- Directed by: Irving Pichel
- Screenplay by: Lamar Trotti
- Based on: Pierre-Esprit Radisson (Incidents from the life of)
- Produced by: Darryl F. Zanuck
- Starring: Paul Muni Gene Tierney Laird Cregar John Sutton
- Cinematography: George Barnes J. Peverell Marley
- Edited by: Robert L. Simpson
- Music by: Alfred Newman
- Color process: Black and white
- Production company: 20th Century-Fox
- Distributed by: 20th Century-Fox
- Release dates: December 24, 1940 (Kansas City (limited)); December 28, 1940 (United States);
- Running time: 95 minutes
- Country: United States
- Language: English
- Budget: $869,600
- Box office: $1,395,300

= Hudson's Bay (film) =

1941 film by Irving Pichel

Hudson's Bay is a 1940 American historical western adventure film directed by Irving Pichel and starring Paul Muni, Gene Tierney, Laird Cregar and John Sutton. Produced and distributed by 20th Century-Fox, the film is about a pair of French-Canadian explorers whose findings lead to the formation of the Hudson's Bay Company. In Canada, the film was heavily promoted by the Hudson's Bay Company through its retail stores.

==Plot==
A trapper, Pierre Esprit Radisson, and his friend, nicknamed "Gooseberry," hope to open a trading post in the Hudson's Bay region of northeastern Canada in the year 1667.

They meet the jailed Lord Edward Crewe, a nobleman from England who has been banished from that country by Charles II of England. They manage to free Edward, who funds their expedition, beginning in Montreal, designed to further free trade with the Indians and make Canada a more united land.

Barbara Hall is the sweetheart of Edward and her brother, Gerald, is thrust upon them after the explorers travel to England to seek the king's favor. Prince Rupert helps get Edward back in the king's good graces. Charles II is open to the idea of a trading post, provided he is personally brought 400,000 pelts.

Gerald creates trouble in Canada as soon as the new Fort Charles trading post is established. His actions incite violence among the Indian natives, who demand he be punished. Over the king's objections and to Barbara's horror, Radisson and his associates permit Gerald to be sentenced to death by a firing squad.
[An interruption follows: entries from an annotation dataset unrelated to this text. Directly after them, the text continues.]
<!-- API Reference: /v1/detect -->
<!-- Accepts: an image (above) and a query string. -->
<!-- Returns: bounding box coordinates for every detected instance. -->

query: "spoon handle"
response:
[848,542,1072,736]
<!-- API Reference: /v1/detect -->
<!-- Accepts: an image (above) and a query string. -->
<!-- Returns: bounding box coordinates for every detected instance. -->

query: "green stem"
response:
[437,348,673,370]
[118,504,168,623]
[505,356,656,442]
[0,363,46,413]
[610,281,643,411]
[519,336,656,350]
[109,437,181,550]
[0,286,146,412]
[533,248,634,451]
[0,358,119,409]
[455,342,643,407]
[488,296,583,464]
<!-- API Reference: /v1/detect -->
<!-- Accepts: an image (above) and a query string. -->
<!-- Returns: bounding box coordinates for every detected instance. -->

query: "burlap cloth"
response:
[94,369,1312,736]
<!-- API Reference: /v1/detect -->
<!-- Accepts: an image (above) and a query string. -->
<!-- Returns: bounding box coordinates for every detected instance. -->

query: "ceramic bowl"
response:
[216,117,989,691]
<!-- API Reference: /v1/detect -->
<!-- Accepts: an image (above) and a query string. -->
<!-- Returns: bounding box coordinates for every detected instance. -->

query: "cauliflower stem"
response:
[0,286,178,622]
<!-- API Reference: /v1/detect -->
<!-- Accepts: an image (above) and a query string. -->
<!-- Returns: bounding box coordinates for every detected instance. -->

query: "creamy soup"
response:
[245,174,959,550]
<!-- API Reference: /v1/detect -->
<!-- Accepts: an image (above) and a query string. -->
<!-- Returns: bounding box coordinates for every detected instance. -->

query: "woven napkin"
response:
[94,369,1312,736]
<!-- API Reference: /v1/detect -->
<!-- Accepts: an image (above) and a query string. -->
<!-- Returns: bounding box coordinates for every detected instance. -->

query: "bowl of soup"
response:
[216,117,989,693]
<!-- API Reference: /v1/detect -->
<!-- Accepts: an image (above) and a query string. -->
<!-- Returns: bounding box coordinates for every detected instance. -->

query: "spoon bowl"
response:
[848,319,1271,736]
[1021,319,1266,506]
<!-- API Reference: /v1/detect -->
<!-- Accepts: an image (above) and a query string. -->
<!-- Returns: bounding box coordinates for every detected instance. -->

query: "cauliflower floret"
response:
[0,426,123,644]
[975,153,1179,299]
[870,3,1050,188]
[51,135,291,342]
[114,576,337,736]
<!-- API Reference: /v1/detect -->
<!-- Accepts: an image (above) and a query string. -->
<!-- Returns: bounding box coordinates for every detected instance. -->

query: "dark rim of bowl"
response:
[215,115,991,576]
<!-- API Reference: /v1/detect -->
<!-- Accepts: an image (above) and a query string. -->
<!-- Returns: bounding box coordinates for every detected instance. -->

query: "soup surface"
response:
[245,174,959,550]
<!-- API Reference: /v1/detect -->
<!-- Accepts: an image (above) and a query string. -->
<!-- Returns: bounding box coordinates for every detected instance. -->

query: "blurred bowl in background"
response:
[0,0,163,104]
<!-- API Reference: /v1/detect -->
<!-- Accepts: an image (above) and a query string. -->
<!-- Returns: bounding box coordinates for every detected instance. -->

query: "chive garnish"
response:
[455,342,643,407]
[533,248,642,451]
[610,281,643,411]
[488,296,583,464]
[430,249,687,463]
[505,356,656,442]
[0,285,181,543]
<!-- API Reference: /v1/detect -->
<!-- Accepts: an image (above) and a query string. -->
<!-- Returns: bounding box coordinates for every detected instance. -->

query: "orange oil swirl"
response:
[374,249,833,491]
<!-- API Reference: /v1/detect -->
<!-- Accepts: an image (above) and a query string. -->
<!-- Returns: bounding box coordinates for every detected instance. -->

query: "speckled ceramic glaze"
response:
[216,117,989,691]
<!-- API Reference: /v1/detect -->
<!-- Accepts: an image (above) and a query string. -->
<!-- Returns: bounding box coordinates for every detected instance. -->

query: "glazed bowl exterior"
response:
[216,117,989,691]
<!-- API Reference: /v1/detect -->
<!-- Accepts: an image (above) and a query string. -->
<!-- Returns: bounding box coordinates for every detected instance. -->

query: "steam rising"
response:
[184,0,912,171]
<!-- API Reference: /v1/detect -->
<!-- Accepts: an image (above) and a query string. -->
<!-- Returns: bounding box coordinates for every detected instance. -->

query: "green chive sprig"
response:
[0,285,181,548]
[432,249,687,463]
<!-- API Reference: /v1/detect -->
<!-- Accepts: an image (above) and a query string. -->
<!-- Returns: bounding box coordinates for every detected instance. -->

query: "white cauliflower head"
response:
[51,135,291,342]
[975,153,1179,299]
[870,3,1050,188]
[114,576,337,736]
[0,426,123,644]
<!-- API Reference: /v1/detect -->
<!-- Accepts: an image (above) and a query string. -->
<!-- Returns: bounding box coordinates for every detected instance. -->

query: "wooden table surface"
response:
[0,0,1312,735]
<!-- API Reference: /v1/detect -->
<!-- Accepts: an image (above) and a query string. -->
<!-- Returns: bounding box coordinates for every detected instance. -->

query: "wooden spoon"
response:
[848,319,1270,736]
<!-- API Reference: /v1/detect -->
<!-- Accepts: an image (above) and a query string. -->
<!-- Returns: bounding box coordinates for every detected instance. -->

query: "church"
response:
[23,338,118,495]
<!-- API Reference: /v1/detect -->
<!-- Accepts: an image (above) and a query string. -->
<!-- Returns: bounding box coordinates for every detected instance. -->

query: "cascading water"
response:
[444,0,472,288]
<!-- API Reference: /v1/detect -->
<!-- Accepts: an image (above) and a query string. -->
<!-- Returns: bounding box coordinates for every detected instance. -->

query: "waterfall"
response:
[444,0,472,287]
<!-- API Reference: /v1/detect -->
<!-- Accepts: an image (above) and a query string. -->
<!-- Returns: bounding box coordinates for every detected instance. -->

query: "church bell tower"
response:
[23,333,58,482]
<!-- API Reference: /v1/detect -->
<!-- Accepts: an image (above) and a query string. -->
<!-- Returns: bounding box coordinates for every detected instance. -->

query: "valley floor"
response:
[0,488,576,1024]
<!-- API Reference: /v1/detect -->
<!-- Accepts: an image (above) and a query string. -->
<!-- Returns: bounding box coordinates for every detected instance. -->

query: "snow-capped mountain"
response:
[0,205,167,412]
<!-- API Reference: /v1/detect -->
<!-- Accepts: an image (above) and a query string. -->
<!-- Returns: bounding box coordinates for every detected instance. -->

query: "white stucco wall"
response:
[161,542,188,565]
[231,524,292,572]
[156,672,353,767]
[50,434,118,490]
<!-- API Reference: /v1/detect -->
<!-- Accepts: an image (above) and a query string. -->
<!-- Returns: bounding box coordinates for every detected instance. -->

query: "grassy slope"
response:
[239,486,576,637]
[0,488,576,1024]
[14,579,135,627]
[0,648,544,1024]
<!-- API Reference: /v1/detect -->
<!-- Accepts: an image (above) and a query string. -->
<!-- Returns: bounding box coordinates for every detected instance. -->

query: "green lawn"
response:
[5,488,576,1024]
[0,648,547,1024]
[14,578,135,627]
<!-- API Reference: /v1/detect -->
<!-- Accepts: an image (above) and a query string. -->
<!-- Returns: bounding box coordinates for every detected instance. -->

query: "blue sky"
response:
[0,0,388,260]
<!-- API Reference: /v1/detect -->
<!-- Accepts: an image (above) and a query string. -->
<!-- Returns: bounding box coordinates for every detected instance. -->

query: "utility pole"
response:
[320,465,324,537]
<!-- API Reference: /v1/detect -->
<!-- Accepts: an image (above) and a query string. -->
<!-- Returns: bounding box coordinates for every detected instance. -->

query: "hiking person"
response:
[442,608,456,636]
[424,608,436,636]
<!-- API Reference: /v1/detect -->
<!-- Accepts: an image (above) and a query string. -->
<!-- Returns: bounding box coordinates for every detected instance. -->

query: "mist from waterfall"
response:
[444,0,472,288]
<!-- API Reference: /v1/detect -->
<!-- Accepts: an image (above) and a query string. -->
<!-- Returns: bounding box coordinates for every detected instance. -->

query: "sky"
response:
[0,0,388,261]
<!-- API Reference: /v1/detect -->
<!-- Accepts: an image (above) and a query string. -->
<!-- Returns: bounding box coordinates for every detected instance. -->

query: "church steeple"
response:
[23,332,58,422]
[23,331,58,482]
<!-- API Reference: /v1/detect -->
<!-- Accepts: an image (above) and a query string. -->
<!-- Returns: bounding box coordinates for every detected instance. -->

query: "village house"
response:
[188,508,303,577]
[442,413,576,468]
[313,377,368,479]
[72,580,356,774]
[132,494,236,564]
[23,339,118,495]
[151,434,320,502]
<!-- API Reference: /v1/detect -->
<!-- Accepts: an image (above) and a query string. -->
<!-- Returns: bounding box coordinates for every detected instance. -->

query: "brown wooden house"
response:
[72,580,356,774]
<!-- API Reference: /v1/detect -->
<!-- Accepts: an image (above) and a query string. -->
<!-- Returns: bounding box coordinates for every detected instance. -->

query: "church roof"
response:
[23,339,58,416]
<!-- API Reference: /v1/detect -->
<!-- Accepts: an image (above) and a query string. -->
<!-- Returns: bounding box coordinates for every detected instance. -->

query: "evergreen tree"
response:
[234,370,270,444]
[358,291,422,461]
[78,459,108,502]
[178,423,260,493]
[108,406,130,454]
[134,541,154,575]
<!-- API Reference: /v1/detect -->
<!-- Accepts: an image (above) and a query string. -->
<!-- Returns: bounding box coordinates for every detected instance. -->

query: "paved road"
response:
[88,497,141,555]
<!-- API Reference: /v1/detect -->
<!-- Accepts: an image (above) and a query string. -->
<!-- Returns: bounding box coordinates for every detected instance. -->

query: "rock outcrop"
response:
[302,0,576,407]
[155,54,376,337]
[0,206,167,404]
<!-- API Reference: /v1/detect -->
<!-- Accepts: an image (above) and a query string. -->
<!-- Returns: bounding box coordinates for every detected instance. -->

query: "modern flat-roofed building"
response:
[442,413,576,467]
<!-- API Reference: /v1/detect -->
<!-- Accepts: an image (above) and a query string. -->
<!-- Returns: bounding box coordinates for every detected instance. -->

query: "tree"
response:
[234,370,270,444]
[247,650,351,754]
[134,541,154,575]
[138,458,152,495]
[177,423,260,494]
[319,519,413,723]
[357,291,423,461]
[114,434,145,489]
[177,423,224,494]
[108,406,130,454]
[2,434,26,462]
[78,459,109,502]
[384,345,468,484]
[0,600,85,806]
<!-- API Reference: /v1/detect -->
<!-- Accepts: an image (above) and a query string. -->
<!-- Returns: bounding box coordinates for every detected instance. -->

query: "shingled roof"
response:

But once the gravity of her brother's misdeeds become clear to her, and with the flourishing of the Hudson's Bay trading post, Barbara forgives her love Edward while his partners Radisson and Gooseberry celebrate their success.

==Cast==
- Paul Muni as Pierre Esprit Radisson
- Gene Tierney as Barbara Hall
- Laird Cregar as Gooseberry
- John Sutton as Lord Edward Crewe
- Virginia Field as Nell Gwyn
- Vincent Price as Charles II
- Nigel Bruce as Prince Rupert
- Morton Lowry as Gerald Hall
- Robert Greig as Sir Robert
- Chief Thundercloud as Orimha
- Frederick Worlock as English Governor
- Florence Bates as Duchess
- Montagu Love as Marquis d'Argenson - Governor
- Ian Wolfe as Mayor
- Chief John Big Tree as Chief
- Jody Gilbert as Germaine

==Reception==
George MacDonald Fraser wrote in 1988, "Hudson's Bay paid the penalty for being ahead of its time; critics found it boring, and one described it as 'a cock-eyed history lesson' which, overall, it certainly is not." MacDonald goes on to say of Vincent Price in the role of the King, "Here was an actor who looked reasonably like Old Rowley, and combined the languid style with the athletic presence - one could imagine Price walking ten miles a day for the fun of it as King Charles did."

===Box office===
The film earned a profit of $88,500.

==Radio==
The same story was serialised for Australian radio in 1946 as Hudson's Bay starring Grant Taylor and Max Osbiston.